The most intriguing meet-up Cockburn clocked, however, involves a candidate who doesn’t even debate until tomorrow:…

The lobby bar of the Miami Hilton is a hotbed of Democratic action today, ahead of the first primary debate. Beto O’Rourke was spied posing for selfies with adoring fans (well, two of them), defeated Florida gubernatorial candidate Andrew Gillum relaxed with a staffer clad in one of those ‘boy, bye’ t-shirts, Tim Ryan chowed down on a salad bowl, fitting with his young staff by sporting gray Nike sneakers, jeans and a backwards baseball cap from a yoga studio.

The most intriguing meet-up Cockburn clocked, however, involves a candidate who doesn’t even debate until tomorrow: entrepreneur Andrew Yang sat down for a five-minute chat with David Oks and Henry Williams, aka the teen geniuses behind Sen.
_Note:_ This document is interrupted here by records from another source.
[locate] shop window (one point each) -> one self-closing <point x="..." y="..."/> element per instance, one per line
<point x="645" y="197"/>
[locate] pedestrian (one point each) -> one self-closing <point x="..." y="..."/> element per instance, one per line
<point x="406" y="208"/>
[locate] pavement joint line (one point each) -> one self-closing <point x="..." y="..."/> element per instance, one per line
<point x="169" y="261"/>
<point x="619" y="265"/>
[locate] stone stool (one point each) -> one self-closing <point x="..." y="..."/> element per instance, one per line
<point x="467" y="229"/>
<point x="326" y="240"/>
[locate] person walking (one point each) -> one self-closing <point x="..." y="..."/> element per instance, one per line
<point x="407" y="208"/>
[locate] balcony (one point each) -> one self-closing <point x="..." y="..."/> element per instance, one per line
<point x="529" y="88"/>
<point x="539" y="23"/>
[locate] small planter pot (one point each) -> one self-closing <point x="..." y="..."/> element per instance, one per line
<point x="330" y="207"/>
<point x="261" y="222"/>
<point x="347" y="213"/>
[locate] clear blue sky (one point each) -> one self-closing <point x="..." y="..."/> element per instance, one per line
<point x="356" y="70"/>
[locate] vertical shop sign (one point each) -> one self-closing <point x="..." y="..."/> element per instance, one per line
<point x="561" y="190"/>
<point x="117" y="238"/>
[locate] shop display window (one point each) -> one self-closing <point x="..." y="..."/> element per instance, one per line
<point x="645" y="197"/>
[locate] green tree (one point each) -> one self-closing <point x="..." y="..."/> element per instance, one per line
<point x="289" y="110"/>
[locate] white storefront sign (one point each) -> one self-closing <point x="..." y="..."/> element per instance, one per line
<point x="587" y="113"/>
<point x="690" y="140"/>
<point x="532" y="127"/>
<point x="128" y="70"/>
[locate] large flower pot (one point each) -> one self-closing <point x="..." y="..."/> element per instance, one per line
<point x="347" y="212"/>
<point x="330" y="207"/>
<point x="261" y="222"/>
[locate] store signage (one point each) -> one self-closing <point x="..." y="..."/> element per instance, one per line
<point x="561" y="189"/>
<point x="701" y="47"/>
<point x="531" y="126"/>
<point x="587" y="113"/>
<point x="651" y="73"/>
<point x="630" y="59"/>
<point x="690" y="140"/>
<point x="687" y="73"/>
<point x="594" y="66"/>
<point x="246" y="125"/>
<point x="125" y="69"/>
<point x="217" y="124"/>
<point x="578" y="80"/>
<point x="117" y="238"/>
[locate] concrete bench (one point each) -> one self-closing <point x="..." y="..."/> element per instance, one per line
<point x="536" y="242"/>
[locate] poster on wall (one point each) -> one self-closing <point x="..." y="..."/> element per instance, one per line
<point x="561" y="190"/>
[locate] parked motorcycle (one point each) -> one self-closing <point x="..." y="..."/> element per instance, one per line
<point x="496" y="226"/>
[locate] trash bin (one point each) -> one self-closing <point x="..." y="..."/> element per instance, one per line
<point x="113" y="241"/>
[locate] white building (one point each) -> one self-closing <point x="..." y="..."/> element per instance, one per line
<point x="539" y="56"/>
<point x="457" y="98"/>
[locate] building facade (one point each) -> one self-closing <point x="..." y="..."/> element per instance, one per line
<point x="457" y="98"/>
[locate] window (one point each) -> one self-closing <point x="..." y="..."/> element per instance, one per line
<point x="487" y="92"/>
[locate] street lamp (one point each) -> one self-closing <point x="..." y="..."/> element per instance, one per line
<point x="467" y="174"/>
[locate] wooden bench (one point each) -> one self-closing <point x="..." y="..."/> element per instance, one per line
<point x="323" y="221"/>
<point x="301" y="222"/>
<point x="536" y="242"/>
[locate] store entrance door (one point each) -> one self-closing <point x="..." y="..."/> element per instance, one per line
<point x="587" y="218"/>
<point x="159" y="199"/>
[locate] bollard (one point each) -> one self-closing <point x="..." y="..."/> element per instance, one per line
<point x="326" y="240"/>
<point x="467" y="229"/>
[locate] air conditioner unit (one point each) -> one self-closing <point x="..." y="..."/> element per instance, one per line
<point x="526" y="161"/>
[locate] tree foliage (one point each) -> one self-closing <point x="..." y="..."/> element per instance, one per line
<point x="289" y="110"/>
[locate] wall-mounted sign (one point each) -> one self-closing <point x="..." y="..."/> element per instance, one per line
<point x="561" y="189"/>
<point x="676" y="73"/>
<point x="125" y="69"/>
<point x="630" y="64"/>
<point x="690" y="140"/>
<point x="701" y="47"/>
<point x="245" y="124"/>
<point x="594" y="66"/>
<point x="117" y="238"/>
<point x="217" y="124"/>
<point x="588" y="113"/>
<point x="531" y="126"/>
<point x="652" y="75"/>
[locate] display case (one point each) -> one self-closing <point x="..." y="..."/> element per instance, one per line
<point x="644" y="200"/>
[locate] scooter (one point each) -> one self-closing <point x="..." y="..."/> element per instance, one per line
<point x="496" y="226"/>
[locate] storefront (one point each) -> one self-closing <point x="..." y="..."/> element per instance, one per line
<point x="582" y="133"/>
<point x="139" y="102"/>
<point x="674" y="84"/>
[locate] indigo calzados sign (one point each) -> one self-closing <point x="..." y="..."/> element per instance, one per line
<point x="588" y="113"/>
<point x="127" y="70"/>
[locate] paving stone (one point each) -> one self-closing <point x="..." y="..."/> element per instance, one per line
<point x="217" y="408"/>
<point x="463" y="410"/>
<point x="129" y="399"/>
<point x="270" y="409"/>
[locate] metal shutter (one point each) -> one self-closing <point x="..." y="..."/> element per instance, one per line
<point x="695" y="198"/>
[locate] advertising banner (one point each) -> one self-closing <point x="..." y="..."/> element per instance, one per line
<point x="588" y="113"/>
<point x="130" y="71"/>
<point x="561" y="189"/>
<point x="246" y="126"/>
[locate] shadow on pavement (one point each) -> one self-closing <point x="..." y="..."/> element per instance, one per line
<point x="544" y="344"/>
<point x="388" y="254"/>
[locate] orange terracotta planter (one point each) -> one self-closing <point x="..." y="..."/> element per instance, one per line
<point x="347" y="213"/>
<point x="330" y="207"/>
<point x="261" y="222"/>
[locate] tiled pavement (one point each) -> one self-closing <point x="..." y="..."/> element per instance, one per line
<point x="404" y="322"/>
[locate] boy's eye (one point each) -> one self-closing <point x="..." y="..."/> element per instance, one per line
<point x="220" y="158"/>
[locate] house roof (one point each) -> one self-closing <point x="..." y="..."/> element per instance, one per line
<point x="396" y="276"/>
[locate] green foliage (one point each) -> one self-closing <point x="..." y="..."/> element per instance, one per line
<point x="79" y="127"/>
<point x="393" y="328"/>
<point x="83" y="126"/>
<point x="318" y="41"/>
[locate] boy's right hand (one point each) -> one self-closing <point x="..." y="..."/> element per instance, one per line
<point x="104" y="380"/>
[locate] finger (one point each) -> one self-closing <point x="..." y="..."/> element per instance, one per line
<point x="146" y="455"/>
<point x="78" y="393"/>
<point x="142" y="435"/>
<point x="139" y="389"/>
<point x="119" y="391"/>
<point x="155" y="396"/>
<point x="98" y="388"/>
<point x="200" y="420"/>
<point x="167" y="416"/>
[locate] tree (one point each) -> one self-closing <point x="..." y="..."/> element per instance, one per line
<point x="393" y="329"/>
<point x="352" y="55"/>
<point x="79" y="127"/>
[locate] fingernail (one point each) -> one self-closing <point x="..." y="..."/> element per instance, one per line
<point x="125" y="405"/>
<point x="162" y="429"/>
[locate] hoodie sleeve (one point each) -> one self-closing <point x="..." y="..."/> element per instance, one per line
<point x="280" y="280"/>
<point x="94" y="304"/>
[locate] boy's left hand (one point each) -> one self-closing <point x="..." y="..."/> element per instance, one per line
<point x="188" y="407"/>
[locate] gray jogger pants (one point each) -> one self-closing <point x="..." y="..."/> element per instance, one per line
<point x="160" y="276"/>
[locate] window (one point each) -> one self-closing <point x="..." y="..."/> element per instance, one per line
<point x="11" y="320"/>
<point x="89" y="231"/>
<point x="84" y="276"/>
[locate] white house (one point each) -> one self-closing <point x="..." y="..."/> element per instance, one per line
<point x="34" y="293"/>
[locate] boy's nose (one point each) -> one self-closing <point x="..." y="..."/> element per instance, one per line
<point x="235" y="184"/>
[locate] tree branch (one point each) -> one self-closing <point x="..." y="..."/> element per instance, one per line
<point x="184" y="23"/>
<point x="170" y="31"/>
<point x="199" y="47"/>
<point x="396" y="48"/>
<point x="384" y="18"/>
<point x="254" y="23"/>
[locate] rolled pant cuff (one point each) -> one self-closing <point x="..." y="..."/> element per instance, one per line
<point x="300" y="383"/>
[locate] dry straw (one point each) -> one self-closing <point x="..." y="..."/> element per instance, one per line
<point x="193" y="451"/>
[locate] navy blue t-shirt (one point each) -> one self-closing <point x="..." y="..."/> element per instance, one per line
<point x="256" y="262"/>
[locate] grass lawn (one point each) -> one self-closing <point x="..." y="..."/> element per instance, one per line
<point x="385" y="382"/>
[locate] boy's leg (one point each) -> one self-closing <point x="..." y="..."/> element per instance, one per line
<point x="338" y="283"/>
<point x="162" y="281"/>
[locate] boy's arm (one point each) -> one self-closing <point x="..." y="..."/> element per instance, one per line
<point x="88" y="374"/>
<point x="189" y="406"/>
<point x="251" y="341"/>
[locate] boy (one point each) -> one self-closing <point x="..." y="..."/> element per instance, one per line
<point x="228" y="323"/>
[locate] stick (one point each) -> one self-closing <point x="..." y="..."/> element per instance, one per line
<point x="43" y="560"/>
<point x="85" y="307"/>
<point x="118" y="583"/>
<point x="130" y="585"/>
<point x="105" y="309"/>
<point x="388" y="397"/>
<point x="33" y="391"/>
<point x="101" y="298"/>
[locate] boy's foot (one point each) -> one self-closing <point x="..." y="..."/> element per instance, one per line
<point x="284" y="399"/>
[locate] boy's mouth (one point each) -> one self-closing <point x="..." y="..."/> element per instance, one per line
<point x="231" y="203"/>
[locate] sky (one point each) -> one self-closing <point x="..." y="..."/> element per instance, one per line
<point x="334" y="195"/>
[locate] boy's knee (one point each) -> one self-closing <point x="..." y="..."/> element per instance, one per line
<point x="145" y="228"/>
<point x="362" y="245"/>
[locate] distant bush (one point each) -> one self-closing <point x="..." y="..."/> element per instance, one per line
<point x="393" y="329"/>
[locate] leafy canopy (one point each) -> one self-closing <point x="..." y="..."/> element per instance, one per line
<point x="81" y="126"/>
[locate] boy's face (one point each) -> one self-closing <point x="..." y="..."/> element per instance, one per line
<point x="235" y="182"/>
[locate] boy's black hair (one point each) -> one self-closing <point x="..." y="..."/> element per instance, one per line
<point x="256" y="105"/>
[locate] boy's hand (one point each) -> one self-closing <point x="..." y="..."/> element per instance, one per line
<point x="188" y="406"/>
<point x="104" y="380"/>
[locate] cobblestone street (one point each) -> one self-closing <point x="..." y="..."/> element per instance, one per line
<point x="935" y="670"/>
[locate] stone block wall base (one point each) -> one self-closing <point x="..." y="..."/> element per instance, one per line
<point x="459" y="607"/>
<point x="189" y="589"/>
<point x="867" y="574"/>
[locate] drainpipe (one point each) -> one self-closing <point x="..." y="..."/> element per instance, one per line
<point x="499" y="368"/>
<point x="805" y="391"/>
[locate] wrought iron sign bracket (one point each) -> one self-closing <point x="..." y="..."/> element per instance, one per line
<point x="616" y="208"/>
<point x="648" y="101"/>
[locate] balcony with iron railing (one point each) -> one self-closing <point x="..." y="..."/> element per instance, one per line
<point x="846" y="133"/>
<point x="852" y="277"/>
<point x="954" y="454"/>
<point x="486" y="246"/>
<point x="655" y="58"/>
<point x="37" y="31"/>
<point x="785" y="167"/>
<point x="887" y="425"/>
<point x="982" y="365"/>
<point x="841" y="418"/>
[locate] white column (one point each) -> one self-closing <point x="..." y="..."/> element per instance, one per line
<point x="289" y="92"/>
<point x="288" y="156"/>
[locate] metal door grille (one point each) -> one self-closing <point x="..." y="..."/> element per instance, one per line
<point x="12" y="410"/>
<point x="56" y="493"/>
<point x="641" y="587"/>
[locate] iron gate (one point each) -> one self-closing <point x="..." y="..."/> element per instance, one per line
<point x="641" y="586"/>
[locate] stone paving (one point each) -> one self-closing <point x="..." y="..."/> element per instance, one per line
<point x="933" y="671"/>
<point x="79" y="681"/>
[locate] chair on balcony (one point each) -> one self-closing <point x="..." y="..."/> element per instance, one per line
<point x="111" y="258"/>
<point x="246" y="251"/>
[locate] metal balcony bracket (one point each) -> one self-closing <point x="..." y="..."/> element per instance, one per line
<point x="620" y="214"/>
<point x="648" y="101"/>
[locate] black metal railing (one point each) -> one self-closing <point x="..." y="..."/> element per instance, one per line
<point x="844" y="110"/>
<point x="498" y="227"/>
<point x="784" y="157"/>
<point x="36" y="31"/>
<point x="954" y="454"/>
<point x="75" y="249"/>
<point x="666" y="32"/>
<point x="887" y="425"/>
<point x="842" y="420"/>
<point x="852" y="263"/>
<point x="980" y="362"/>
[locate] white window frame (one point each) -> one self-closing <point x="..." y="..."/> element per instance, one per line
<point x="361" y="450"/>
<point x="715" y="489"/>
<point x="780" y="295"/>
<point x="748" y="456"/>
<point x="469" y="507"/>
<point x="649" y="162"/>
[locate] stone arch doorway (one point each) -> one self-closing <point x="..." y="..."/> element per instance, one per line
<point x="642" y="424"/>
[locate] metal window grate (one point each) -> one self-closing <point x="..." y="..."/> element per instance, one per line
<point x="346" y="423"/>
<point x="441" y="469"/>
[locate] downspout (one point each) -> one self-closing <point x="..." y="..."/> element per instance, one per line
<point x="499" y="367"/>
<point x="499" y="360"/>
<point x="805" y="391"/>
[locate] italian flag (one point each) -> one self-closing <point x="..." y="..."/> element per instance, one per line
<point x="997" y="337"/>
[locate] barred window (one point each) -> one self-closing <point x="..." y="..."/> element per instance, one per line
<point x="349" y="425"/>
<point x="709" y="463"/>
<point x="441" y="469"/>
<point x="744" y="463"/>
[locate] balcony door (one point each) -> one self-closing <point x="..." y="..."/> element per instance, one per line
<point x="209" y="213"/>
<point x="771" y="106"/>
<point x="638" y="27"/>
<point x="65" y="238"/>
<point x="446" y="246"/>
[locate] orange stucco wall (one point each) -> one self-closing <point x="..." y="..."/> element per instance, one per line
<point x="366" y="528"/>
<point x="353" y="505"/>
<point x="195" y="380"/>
Mike Gravel’s campaign (and Twitter account).

The tête-à-tête was far from clandestine – it was in the bustling lobby of a hotel for goodness’ sake – but it could be enough to set tongues wagging. Gravel and Yang have both earned hardcore fans among the Extremely Online. With the 89-year-old senator missing the cut for this first debate, could a team-up be on the cards?

gravel teens
Henry Williams and Andrew Yang

Meeting Yang was ‘remarkable’, Williams told Cockburn. ‘I think we’re both very online, and I think he appreciated that we’re very much of the younger generation. He’s excited by the fact that he made it this far, his base support is primarily young, and I think he sees that this online, very engaged, very future-brand of politics…we share it in common. I think that’s why he liked us. I didn’t think he’d be quite so supportive but he really likes the campaign and what it’s doing. He gave us some books of his.’

‘We like what he’s doing’, added Oks. ‘We have points of disagreement, but I think that fundamentally our campaigns are coming from the same place. On that level I’m excited by what he’s doing because it was a proof of concept that if you run a campaign online, you get a small base of super-dedicated supporters and then you have a real presidential campaign.’

‘We were really trying to follow in Yang’s footsteps,’ said Williams. ‘Sadly we are two 18-year-olds with an 89-year-old candidate, and I don’t think we’ve spent more than $5,000 so far. But we have one of our three necessarily DNC qualifying polls now, we have another three weeks to get the next two. The other thing we’ve seen is, a lot of these weak candidates, Eric Swalwell types, they’re not hitting 65,000 donors. Bill de Blasio is not going to hit 65,000-

‘Let me say on record,’ cuts in Oks. ‘Bill de Blasio is pathetic, he’s a punk, and he should not be running.’

‘We have the chance of getting all the way there,’ said Williams. ‘Whether we do is not really in our control because of the polls. But we’ve spent a couple of thousand dollars and are at solidly one percent in our polling average. John Delaney, $6 million? Less than one percent in the polls. Dollar-per-poll result, we are I think the best of any campaign.’

Cockburn can’t help but hope that a campaign this streamlined can deliver its candidate to the Detroit debate. Who wouldn’t want to see Beto in a Gravel-Yang sandwich?